Patients with thoracic aortic aneurysm (TAA) are mostly asymptomatic and TAA is rarely related to heart failure (HF). TAA may present acutely with rupture or dissection, or chronically, with symptoms related to surrounding structures.1 Extrinsic compression of the left atrium (LA) and the pulmonary vessels is an uncommon cause of hemodynamic compromise and may be secondary to the involvement of mediastinal structures, including TAA. This compression can lead to increased atrial and pulmonary artery pressures and may consequently cause pulmonary hypertension or pulmonary edema.2,3 We report the case of a patient with type A TAA with right pulmonary artery and LA compression, who had HF with preserved ejection fraction (HFpEF) and acute pulmonary edema (APE).
Case reportAn 80-year-old female patient, with a previous diagnosis of hypertension and HFpEF, was hospitalized with dry cough, progressive dyspnea on exertion, New York Heart Association (NYHA) functional class III/IV, orthopnea and lower limb edema. She also reported moderate atypical chest pain and dysphagia for solids.
On physical examination, blood pressure was 162/82 mmHg; heart rate was 88 bpm and respiratory rate was 27 ipm. Pathological jugular venous distention was present. The patient had a regular heart rhythm, with no murmurs; fine crackles in both lung bases and bilateral lower limb edema (++/4+).
Complete right bundle branch block was observed on the electrocardiogram. Chest radiography showed cardiomegaly, mediastinal widening, and left pleural effusion that resolved with medical treatment. (Figure 1). Echocardiogram revealed left ventricular ejection fraction of 72%, increased LA, TAA diameter of 7.2 cm, moderate pericardial effusion with no signs of restriction, and left pleural effusion.

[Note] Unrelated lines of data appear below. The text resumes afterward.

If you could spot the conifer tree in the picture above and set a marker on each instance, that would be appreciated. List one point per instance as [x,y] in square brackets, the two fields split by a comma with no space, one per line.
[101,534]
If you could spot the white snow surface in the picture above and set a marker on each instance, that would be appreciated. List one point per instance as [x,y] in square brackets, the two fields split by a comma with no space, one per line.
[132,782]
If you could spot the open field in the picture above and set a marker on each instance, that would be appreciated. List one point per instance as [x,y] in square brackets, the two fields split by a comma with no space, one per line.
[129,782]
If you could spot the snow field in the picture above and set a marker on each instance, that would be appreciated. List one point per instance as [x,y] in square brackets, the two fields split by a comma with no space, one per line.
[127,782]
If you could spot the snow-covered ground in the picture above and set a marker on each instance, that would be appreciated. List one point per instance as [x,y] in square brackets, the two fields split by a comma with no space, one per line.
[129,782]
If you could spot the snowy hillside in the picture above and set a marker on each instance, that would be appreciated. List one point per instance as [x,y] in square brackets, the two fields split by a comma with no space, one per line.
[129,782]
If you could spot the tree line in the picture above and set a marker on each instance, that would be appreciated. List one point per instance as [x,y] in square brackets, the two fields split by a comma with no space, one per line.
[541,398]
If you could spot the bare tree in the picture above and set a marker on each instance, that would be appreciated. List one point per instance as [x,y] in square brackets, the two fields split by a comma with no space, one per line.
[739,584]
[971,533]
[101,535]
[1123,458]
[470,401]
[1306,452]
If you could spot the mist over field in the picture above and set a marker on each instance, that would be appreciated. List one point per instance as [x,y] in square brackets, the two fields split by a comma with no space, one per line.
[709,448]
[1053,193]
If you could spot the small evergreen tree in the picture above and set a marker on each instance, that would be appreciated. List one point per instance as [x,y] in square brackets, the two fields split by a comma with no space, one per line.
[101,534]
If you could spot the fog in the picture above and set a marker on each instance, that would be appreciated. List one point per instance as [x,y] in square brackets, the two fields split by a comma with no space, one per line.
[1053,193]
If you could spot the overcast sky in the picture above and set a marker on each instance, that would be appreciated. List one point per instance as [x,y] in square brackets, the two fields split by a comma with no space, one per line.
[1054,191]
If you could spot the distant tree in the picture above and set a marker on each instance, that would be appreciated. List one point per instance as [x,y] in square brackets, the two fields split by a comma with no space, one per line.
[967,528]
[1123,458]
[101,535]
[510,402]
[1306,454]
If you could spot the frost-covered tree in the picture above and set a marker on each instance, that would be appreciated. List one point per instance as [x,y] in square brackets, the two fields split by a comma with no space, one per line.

Twelve hours after admission she progressed with APE, which was controlled with medication. Seventy-two hours later she had atrial fibrillation without hemodynamic impairment. Clinical improvement occurred following drug treatment and she was discharged in NYHA class II.
Echocardiogram one week later showed giant TAA with left atrial compression, diastolic dysfunction and preserved left ventricular ejection fraction, without pericardial or pleural effusion. (Figure 2)
Chest angiography was performed and revealed a giant 8.3×7.7-cm TAA, which compressed the right pulmonary artery, the left and right atriums, the right ventricle and the esophagus, without any evidence of dissection (Figures 3 and 4).
Her clinical status significantly improved after administration of carvedilol, enalapril and furosemide. Correcting the TAA surgically was proposed; however, the patient and her family opted for conservative treatment.
DiscussionThe ascending aorta measures about 5cm in length and is connected to the right with the superior vena cava and right atrium; to the left with the pulmonary artery and posteriorly to the left atrium and the right pulmonary artery.
The compression of surrounding structures, particularly the LA, rarely causes hemodynamic effects.4 The few reports of HF caused by TAA are mainly associated with aneurysms with dissection.1,3–5 TAA complications are related to the compression of neighboring structures or a dissecting aneurysm. A large ascending aortic aneurysm can compress vessels, leading to hypertension and pulmonary edema, as in this patient.
HFpEF management has limitations related to comorbidities and the lack of strong evidence for specific treatment. It is reasonable to assume that AF triggered the HF decompensation.
In this case, it is important to note that there was no aneurysm dissection, clinical status stabilized and functional class improved with pharmacological treatment. Furthermore, it is worth highlighting that this is an unusual and unexpected cause of HF symptoms.
Aneurysm repair surgery was not performed due to a shared decision between the patient, her family and the physician, prioritizing the patient's quality of life.
Conflicts of interestThe authors have no conflicts of interest to declare.